La fin du prix de référence annuel du minerai de fer, et du charbon à coke, imposée par les grands mineurs diversifiés, va avoir des conséquences importantes pour le marché de l’acier. Jusqu’ici les grands consommateurs de produits plats, comme l’industrie automobile ou le secteur des produits blancs, avaient pris l’habitude de négocier avec leurs fournisseurs un tarif de référence annuel de leurs bobines, afin d’en limiter la volatilité.

 

« Nous avons besoin de trouver un moyen de s’adapter aux changements trimestriels des prix », a expliqué au Metal Bulletin Michael Pfitzner, le vice-président exécutif d’ArcelorMittal, en charge du marketing et de la coordination commerciale. « L’évolution de trimestre en trimestre du prix du minerai de fer doit être répercutée sur nos clients », a justifié le dirigeant du numéro un mondial de l’acier. Les prix ne grimperont pas obligatoirement a-t-il tenté de rassurer, soulignant qu’ils peuvent également évoluer à la baisse.

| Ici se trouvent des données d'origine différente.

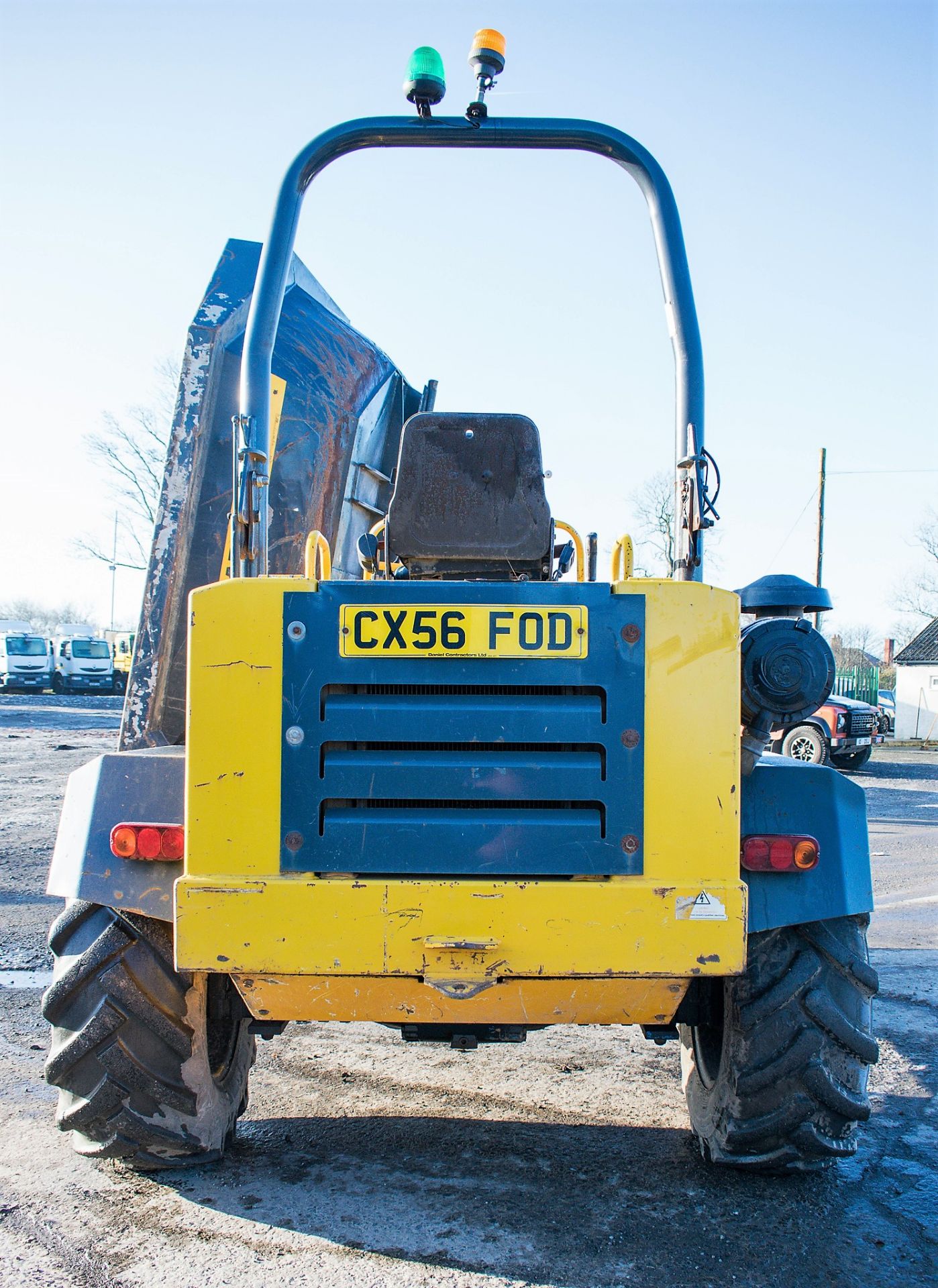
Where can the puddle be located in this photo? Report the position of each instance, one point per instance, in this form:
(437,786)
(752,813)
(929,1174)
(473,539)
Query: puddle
(25,978)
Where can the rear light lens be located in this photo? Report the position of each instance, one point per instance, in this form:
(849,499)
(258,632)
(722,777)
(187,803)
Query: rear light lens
(148,841)
(780,853)
(124,841)
(172,843)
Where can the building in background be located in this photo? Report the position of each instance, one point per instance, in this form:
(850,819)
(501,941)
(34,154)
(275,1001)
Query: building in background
(917,686)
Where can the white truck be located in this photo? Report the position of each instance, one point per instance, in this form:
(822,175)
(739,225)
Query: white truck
(25,660)
(81,660)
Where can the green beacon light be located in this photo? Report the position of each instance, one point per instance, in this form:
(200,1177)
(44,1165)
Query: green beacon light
(425,83)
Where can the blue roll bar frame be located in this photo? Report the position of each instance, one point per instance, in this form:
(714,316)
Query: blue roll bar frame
(253,423)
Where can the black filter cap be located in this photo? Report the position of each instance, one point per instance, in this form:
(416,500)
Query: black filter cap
(784,593)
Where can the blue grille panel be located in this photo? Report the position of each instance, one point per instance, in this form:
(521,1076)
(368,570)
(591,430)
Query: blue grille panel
(473,767)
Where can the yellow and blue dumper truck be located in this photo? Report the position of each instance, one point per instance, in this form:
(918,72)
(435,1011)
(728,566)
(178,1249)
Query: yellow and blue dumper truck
(392,753)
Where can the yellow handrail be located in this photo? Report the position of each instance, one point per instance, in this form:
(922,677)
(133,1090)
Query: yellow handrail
(624,558)
(578,545)
(317,550)
(379,567)
(374,532)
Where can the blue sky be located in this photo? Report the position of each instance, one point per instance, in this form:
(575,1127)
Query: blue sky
(799,140)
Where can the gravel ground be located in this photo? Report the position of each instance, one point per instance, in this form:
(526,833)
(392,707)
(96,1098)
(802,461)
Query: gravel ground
(565,1163)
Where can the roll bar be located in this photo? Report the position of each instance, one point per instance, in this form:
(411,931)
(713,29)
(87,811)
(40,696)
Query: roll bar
(252,424)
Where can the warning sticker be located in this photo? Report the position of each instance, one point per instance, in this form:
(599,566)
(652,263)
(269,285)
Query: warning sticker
(701,907)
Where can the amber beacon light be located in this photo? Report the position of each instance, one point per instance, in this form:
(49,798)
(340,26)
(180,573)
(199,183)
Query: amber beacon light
(487,60)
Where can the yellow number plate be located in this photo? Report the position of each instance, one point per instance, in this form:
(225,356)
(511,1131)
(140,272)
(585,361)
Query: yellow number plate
(463,630)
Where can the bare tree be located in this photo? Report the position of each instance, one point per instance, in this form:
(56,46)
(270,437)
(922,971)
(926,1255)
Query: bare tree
(652,506)
(851,644)
(919,593)
(130,452)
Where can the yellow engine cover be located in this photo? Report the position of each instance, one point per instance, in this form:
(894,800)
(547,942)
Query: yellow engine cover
(615,950)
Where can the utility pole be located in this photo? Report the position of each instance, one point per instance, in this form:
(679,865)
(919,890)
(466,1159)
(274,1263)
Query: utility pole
(113,566)
(820,526)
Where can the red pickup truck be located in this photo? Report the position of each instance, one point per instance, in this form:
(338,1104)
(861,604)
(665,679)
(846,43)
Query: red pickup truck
(843,733)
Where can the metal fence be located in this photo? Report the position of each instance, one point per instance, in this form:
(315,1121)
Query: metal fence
(858,682)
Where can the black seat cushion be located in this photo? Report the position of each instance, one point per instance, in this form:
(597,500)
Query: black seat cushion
(469,488)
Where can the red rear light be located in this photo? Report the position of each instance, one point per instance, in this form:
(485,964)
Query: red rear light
(148,841)
(173,843)
(124,841)
(780,853)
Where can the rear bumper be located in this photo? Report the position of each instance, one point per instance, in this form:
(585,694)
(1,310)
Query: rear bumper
(396,1000)
(460,932)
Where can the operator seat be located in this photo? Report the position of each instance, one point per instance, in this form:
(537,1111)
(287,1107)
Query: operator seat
(469,500)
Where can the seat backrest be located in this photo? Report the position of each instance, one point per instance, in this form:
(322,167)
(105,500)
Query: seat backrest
(469,498)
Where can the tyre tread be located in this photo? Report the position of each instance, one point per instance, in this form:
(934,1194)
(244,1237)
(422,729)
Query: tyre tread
(120,1040)
(784,1106)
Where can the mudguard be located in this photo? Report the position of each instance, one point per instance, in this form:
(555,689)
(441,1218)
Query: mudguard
(790,798)
(119,788)
(780,796)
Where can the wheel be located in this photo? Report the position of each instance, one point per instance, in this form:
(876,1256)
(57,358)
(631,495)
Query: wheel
(151,1063)
(809,743)
(852,760)
(776,1079)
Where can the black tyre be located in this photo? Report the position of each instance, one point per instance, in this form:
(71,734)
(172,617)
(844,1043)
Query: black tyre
(809,743)
(776,1081)
(151,1063)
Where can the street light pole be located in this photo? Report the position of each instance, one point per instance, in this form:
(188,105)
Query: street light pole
(820,526)
(113,567)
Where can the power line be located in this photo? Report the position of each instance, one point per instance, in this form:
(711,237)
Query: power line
(792,529)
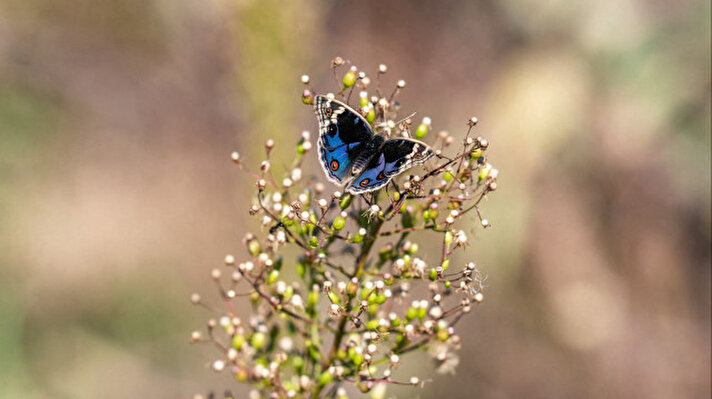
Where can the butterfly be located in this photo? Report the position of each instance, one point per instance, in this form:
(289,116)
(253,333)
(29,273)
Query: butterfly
(353,156)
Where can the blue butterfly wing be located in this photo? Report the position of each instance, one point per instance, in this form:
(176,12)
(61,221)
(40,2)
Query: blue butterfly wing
(344,137)
(394,157)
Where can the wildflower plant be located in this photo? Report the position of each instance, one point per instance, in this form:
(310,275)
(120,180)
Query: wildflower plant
(365,293)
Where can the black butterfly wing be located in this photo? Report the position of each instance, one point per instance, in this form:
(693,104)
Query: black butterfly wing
(344,136)
(394,157)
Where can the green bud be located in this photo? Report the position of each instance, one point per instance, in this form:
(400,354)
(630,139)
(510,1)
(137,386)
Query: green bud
(363,101)
(258,340)
(334,297)
(325,377)
(421,131)
(422,312)
(254,247)
(373,307)
(339,223)
(237,341)
(447,175)
(288,293)
(411,314)
(443,334)
(413,248)
(433,274)
(349,78)
(351,288)
(307,97)
(312,297)
(273,276)
(345,201)
(287,221)
(364,387)
(278,264)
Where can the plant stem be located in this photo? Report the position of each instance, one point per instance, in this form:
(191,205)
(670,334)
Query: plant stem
(368,242)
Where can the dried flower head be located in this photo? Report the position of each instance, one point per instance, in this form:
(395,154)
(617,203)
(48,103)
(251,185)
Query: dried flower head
(353,314)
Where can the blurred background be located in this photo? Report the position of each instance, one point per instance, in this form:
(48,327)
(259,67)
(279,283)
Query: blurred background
(117,195)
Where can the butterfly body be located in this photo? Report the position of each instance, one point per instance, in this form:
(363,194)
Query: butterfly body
(356,158)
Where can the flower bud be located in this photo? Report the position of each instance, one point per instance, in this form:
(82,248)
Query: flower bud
(350,77)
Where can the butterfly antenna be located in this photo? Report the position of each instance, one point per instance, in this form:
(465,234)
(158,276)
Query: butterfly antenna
(406,118)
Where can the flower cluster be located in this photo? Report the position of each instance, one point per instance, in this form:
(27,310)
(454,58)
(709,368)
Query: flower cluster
(345,306)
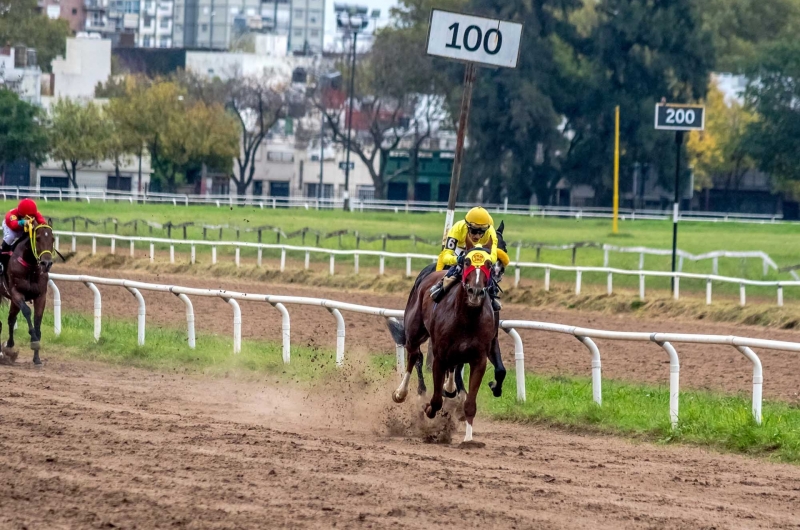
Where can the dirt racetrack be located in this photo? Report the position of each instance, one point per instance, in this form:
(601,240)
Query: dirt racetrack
(702,366)
(86,445)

S’il affirme que personne, y compris ArcelorMittal, ne peut être satisfait de cette évolution, il faut cependant rappeler que le sidérurgiste, dont la politique est d’augmenter son autosuffisance en intrants, profite, comme les mineurs, de la hausse des prix pour les minerais et le charbon qu’il extrait lui-même.

 

Pour les utilisateurs, ce passage à une fixation des prix pour une durée plus courte ne sera pas une nouveauté. Les prix des aciers inoxydables et spéciaux évoluent déjà sur une base mensuelle, en incluant une variable, « l’écart alliages » (voir tableaux G0703, et G0803), reflétant l’évolution des prix des métaux – chrome, nickel, molybdène, cobalt…– entrant dans la composition du métal allié. Plus volatils encore, les grands métaux de base, comme le cuivre, l’aluminium ou le zinc sont cotés chaque jour sur les places de marché spécialisées   comme le LME. L’instauration d’un écart intrants – minerai de fer, charbon à coke, manganèse – avait déjà été envisagée il y a deux ans, lors du puissant mouvement de hausse généralisé des métaux et des minerais.  

 

L’initiative d’ArcelorMittal tombe toutefois à un moment difficile, alors que les prix de l’acier semblent avoir stoppé leur ascension. Le cours de la billette sur le LME a reperdu tout le terrain gagné depuis le début de l’année. Dans une étude datée du 17 mai, Timna Tanners, une analyste d’UBS note que le taux d’utilisation des capacités dans la sidérurgie des Etats-Unis est remonté à 72%, contre pas plus de 50% en 2009. Assez pour alimenter un marché qui ne bénéficie plus du restockage. Atteignant 80%, la remontée du taux d’utilisation des aciéries a enrayé la hausse des prix de l’acier, constate l’analyste. Même en Chine le prix moyen de la tonne de laminé à chaud a reperdu une trentaine de dollars depuis le pic, 578 dollars, de la mi-avril.

 

En Europe, c’est la faiblesse de la reprise de la consommation d’acier qui a stoppé la hausse des prix une hausse qui a ajouté 50% aux prix depuis le début de l’année. La forte baisse en cours, pour le mois de mai, dans les ferrailles en est l’annonciatrice. Ceci n’a pas empêché ArcelorMittal d’annoncer de nouvelles hausses pour juillet : le laminé à chaud, le laminé à froid et le galvanisé coûteraient alors respectivement 650, 730 et 740 dollars par tonne. Soit des hausses de 250 euros depuis le quatrième trimestre 2009, a précisé Pfitzner. La baisse de l’euro protège la sidérurgie européenne contre les importations de produits ferreux. Elle doit cependant payer en dollars ses intrants alors qu’elle vend son acier en euros sur le marché local.